Sorry, I just can't see myself paying for TRASH. And I STILL don't understand why other people do it.

I don't know. Maybe it's just me.

When I was a kid, my parents were not the indulgent sort as far as material pieces of crap, and for that, I really must commend them. They did do a lot of dumb things, raising my brothers and me, but now, still feeling kind of broke, and definitely feeling kind of radical, I appreciate knowing that a stick can be the best toy in the world. As I've said before, rocks and sticks and an old metal mailbox were my favorite toys growing up. I think that sort of upbringing made me a more creative person. And creative people can survive in this world without mascara, Mountain Dew, Sketchers, new Levi's, or the latest dumbass Milton-Bradley game.

(Also, my parents were cheapskates, I think, but it all worked out for the best...)

Some things, I've found, that actually ARE indispensible:

*Books. Readily available on 8th-ish Avenue, next to the post office, for free, at the Timberland Library. They'll even hook you up with a free card. Fucken amazing, these library places. Also, readily available at low prices at Orca Books, or Browser's Books, both downtown in Oly. Sure, they'll be used, and maybe a little scuffed up, but whatever. Books are important. Everybody has to have books, especially if one doesn't have a TV.

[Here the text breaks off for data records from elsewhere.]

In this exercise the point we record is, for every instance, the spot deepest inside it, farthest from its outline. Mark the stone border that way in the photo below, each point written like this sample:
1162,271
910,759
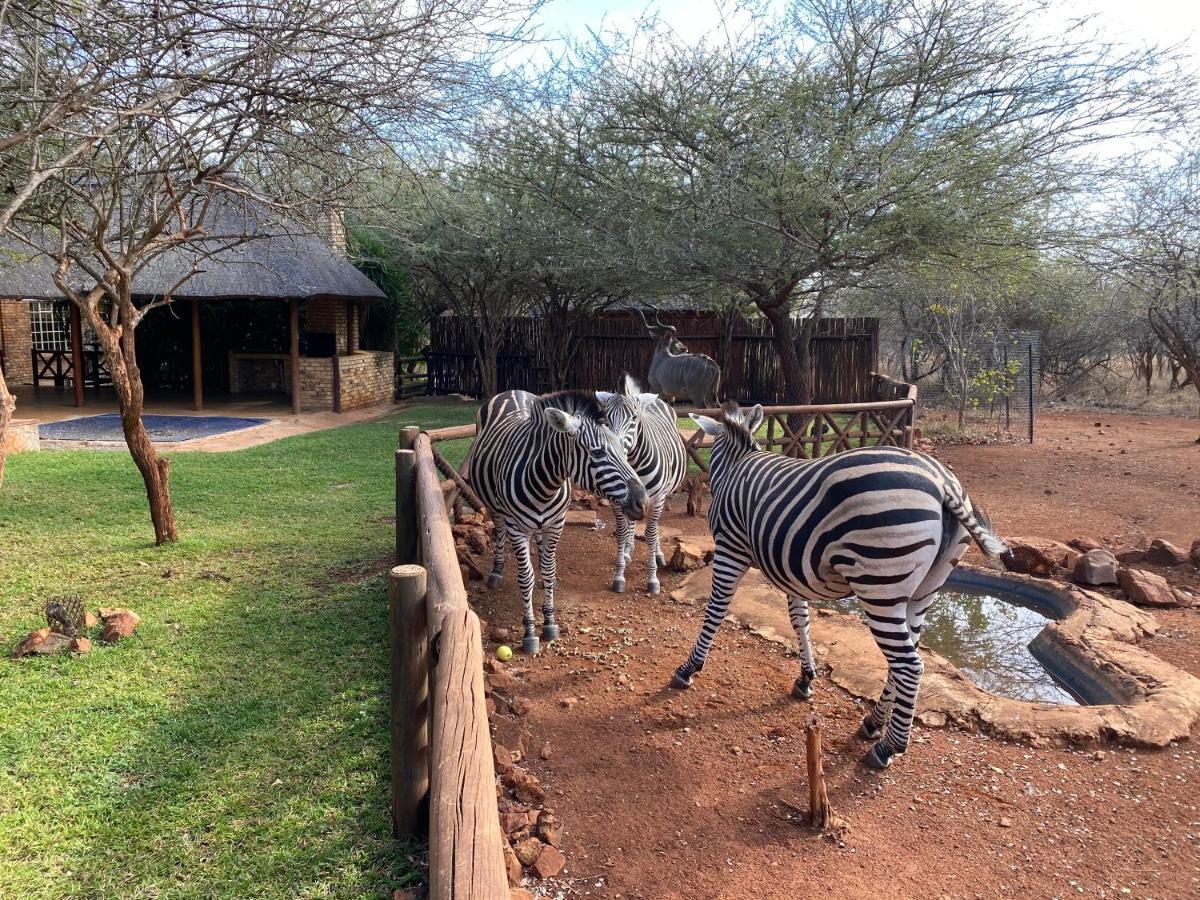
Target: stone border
1139,699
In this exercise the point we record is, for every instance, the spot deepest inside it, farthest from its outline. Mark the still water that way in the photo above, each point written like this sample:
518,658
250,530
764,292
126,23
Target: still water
988,639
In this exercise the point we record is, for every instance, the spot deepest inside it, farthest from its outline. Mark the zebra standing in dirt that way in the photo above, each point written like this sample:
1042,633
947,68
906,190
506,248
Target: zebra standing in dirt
886,525
647,427
527,451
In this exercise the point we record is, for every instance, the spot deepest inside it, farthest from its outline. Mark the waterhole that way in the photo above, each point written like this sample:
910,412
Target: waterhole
988,639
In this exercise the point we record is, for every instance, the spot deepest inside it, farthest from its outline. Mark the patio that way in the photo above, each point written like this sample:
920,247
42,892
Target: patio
48,405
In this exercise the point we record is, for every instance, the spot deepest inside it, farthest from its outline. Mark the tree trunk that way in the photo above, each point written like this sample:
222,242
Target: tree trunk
7,405
155,469
790,364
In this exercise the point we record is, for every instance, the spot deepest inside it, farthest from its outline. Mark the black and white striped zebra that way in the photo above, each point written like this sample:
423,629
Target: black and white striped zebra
886,525
648,430
527,451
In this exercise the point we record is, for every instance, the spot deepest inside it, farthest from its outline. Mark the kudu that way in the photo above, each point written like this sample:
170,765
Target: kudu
677,373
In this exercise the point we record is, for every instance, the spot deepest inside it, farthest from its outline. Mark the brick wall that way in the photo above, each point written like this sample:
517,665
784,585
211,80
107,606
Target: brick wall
18,341
328,317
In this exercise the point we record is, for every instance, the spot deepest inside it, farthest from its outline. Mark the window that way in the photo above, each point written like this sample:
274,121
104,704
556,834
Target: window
51,325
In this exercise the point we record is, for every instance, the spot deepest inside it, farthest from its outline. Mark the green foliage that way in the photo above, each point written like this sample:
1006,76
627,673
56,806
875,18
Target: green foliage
237,745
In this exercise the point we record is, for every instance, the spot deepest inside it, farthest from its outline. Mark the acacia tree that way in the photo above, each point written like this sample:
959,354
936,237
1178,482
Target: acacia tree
131,143
798,159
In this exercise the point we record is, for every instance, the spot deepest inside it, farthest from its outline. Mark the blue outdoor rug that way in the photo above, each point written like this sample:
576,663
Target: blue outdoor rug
163,429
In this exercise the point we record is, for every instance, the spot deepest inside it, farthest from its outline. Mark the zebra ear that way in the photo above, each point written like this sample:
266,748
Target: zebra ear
754,418
709,426
563,421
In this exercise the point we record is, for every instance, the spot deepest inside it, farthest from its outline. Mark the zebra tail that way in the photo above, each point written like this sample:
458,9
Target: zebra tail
978,526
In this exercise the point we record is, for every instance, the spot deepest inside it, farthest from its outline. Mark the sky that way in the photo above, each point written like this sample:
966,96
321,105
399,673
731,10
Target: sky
1138,22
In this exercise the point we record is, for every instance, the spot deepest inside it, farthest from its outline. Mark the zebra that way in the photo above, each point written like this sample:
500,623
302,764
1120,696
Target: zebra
886,525
647,427
527,451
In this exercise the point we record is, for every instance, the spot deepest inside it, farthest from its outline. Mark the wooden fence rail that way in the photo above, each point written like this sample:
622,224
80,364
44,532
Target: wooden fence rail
442,754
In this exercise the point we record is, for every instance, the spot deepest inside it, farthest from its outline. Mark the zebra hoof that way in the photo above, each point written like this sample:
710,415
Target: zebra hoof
879,756
803,689
869,730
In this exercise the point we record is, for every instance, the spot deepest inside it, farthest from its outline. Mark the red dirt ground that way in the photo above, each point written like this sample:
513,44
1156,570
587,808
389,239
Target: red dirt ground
701,793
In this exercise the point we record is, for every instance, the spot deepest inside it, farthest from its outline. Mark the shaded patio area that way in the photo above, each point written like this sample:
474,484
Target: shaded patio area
48,405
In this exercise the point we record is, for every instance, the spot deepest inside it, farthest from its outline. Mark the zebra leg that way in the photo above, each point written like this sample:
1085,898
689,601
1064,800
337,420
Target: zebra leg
889,624
624,531
652,543
529,643
727,571
547,549
798,612
501,538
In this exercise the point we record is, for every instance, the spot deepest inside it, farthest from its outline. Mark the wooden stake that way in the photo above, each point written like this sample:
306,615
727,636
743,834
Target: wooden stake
409,700
820,815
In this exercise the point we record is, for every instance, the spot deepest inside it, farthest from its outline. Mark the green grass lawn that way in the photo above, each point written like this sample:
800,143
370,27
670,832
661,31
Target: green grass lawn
237,745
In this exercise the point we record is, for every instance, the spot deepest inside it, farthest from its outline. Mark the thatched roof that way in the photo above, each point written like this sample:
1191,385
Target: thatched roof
274,259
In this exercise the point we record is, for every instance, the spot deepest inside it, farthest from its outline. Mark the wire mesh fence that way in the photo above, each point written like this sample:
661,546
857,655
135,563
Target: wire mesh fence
989,383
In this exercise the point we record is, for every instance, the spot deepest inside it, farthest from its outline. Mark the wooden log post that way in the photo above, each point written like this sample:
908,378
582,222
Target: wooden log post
407,529
820,815
466,843
409,700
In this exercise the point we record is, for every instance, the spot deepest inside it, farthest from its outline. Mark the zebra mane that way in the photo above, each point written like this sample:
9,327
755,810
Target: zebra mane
735,423
576,402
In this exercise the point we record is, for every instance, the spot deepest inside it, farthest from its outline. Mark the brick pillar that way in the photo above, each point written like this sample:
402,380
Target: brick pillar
16,334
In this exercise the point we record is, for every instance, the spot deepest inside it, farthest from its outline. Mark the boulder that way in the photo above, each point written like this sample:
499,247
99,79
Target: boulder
1037,556
1096,567
688,557
1165,553
550,863
1149,589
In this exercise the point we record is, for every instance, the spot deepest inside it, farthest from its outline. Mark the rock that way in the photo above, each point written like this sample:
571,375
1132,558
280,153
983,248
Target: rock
119,624
30,642
1165,553
511,865
501,682
550,863
521,706
503,757
688,557
550,829
528,850
525,786
1036,556
1149,589
1096,567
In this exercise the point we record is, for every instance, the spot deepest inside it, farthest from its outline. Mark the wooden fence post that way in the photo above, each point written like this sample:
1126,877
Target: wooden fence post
466,843
406,497
409,649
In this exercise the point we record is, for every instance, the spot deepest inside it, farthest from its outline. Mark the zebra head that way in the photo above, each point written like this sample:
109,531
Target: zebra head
732,433
623,411
597,459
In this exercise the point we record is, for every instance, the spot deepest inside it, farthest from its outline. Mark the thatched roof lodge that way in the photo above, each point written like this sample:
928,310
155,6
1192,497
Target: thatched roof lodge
273,306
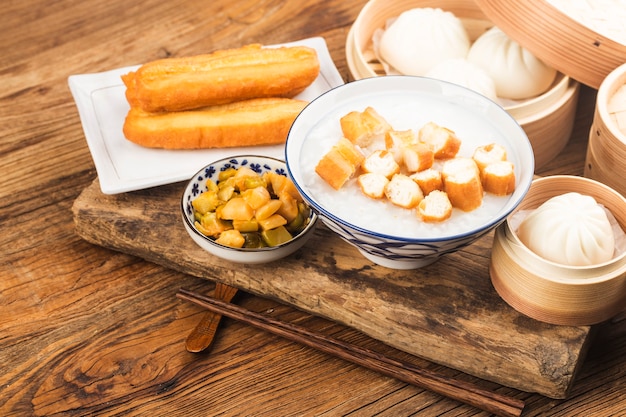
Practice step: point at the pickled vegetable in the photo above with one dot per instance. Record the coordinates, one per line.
(244, 209)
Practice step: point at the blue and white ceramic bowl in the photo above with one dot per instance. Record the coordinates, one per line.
(387, 235)
(197, 185)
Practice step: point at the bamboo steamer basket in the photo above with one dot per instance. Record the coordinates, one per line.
(585, 40)
(548, 119)
(606, 150)
(552, 292)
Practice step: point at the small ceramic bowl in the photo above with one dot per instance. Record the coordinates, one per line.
(547, 119)
(197, 185)
(391, 236)
(553, 292)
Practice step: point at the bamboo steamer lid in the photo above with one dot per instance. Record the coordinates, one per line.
(606, 150)
(583, 39)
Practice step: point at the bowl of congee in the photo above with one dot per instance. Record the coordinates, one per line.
(408, 169)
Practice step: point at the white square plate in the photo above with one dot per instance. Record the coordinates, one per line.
(125, 166)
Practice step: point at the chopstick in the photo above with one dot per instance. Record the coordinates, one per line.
(461, 391)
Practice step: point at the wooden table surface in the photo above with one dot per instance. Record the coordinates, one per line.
(89, 331)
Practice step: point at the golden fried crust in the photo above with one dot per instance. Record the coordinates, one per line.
(176, 84)
(264, 121)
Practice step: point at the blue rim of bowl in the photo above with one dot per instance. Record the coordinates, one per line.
(511, 204)
(312, 218)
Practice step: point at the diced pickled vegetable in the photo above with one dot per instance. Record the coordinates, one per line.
(246, 209)
(276, 236)
(289, 206)
(210, 225)
(251, 225)
(256, 197)
(268, 209)
(206, 202)
(236, 209)
(226, 192)
(272, 222)
(231, 238)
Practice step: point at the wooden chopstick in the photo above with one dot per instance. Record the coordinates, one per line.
(461, 391)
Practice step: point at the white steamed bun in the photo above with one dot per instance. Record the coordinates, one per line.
(464, 73)
(517, 73)
(570, 229)
(421, 38)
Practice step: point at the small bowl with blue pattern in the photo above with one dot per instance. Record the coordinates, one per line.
(199, 184)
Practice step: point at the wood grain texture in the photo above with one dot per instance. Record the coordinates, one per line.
(448, 312)
(85, 330)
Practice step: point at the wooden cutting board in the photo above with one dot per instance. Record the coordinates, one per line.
(447, 312)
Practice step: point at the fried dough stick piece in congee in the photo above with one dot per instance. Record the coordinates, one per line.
(175, 84)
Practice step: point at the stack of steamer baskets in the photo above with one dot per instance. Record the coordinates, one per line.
(586, 43)
(539, 26)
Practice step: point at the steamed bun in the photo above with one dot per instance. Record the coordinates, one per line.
(516, 72)
(421, 38)
(464, 73)
(570, 229)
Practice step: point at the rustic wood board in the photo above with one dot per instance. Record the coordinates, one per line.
(448, 312)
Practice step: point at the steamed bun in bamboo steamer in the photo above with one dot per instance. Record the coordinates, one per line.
(570, 229)
(516, 72)
(464, 73)
(421, 38)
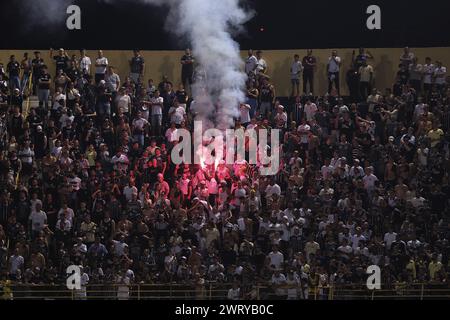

*Paper. Free, on campus, at any blue recycling container. Hell, in the computer center, most of it's blank anyway. Notebooks also available certain times of year.

*Pens. If you can't figure out how to nab yourself a free pen, I don't know how the hell you figured out how to use the internet...

*Food. Free if you have friends who take pity on you. Also free if you have friends who have money, yet don't like to cook: offer to cook for somebody who's just had a hard day's work. Then eat with them. That has almost always worked for me. Besides, you get to inflict your food onto other people's stomachs. Failing the ability to do that (if, say, you have no friends...), food is cheap in grocery stores if you don't buy brand-name stuff, assume that meat isn't necessary for life, and restrain yourself from buying Tillamook cheese and Ben & Jerry's ice cream. I'm still working on most of that. Oh yeah, and also, dandelion greens make great salads. They're going to serve you dandelion greens in pretentious restaurants anyway, so you may as well eat them out of your own yard. Seriously. And if you do it right, you can make blackberries into a three-course meal.

*Music. The easiest way to get free music is to make friends with a band. Or two bands. Or a kid with a guitar. Hell, borrow somebody's recorder, bring a couple of quarters downtown, and record the dirt-poor beggar-kids in front of the Spar. They OFFER to sing for you for a quarter or two. Plus, they're way better than most of this current top-40 shit. Bring them a cheese sandwich and they'll play all afternoon for you. Bring them a nickel bag and a bunch of them will serenade you all day and then follow you home, still singing. Other ways to obtain cheap music are: three-dollar CD's from The Baby Bok Choy Record Club, (available nation-wide); trading mix-tapes with friends and penpals (and if you don't have any friends or penpals, *I* will be your friend and penpal and trade mix-tapes with you...); or taping Fred's show every Sunday night.

*The U.S.P.S. That is, it's indispensible to me, because it's the main way I keep in contact with the rest of the world, since I have no internet connection from my house, and no phone. But whatever; for me, one stamp is the equivelent of 3.7 minutes' worth of work. Can anybody really bitch about that? Hell, you can FIND 37 cents, if you need it, by walking through gas station parking lots with your head down. Hell, just walk into a gas station and empty out their penny-pit if you're really hard-up.

...But really, kids, little pieces of shit, including but not limited to pretty much everything advertised on television, aren't ACTUALLY necessary. And it's really kind of liberating to play with your own made-up toys, to use your own self-invented tools, to smile at the bookshelf nobody knows you got out of a dumpster, and to listen to music you didn't pay for. Besides, Mountain Dew kinda tastes like shit.